Anche perché i contratti derivati sono armi a doppio taglio. La banca che li stipula si pone come controparte del rischio rispetto al suo cliente-contraente, il quale vuole coprirsi da un certo tipo di rischio, sia esso l’aumento dei tassi o quello del prezzo del petrolio. Una volta stipulato il contratto, la banca si trova con un nuovo rischio finanziario a cui fare fronte, il contratto derivato stesso. Che si fa, quindi? Ci si trasforma in clienti e si va presso un’altra banca per coprirsi dal rischio derivato, stipulando con la controparte un altro contratto derivato sul derivato: questo tipo di operazione, nel gergo finanziario è definita “bilateral netting”.

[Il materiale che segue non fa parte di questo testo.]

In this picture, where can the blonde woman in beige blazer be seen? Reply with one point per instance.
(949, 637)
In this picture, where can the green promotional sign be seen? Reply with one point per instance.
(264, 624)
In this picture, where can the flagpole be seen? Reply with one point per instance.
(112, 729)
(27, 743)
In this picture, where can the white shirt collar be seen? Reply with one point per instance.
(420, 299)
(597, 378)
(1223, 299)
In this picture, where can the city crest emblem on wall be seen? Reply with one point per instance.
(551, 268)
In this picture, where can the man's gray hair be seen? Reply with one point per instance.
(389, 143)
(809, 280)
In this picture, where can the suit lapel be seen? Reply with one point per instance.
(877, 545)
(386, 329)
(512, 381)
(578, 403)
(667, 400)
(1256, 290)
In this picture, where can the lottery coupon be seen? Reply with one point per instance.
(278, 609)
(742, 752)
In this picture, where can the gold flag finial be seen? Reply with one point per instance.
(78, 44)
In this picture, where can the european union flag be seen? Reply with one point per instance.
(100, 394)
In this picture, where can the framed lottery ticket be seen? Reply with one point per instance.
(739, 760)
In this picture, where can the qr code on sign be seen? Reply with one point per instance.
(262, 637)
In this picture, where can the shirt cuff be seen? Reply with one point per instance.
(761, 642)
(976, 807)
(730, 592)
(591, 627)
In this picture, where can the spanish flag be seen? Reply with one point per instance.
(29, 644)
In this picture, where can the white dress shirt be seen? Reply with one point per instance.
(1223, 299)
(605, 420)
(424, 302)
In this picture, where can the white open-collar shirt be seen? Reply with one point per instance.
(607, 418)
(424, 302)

Nel solo primo trimestre di quest’anno, il sistema bancario americano ha fatto offset sul 91,8% delle suo rischio di esposizione ai derivati, insomma si è coperto dal rischio per la quasi totalità. Direte voi, perfetto. Peccato che esiste il cosiddetto rischio di controparte, ovvero la possibilità che chi deve garantire copertura alle banche dal rischio derivato vada a sua volta a zampe all’aria. E sapete chi sono le controparti di quel processo di copertura messo in atto dalle banche Usa? Mistero più totale. Il fatto è che con 222 triliardi di esposizione nozionale ai derivati, sono ben pochi i soggetti in grado di garantire il “bilateral netting” al rischio sui derivati del sistema bancario Usa.

Chi ad esempio? Bravi, proprio il sistema bancario europeo. Ma in quale percentuale? Mistero. Al netto dello stato di salute molto precario di vari istituti bancari continentali, viene da chiedersi quanto segue: se alcune di quelle banche controparte nel frattempo sono state o verranno nazionalizzate, la controparte di quei contratti diventano i vari governi nazionalizzatori? O magari la Bce e l’Ue, che stanno di fatto salvando il sistema bancario spagnolo, ponendosi come garante? Se così è, quei governi o entità onoreranno quei contratti o faranno default sul rischio di controparte, innescando il domino sul nozionale? Nessuno lo sa.

C’è poi il rischio sul collaterale, il quale in Europa sta diminuendo sempre di più e deteriorandosi di qualità ora dopo ora. Se salgono i tassi in Spagna, Italia, Portogallo, il valore del debito governativo di quei Paesi cala di prezzo e il collaterale si ridurrà sempre di più. Come l’assenza di collaterale in Europa possa eventualmente impattare sul castello di carte dell’esposizione ai derivati delle banche Usa resta un mistero, visto che non sappiamo per quale cifra gli istituti del Vecchio Continente siano implicati nel giochino.

Presidente Obama, non le pare il caso di mettere mano alla materia e mandare a quel Paese lobbies e loro accoliti? Serve pulizia immediata, chiarezza nelle cifre reali (da parte di tutti, banche europee comprese) e un nuovo Glass-Steagall Act per separare nettamente l’attività bancaria tradizionale (erogare credito e gestire risparmio) dall’investment banking su attività a rischio. Subito. Fatto questo, Barack Obama passerà davvero alla storia. Ma glielo lasceranno fare o farà la fine di Dominique Strauss-Kahn?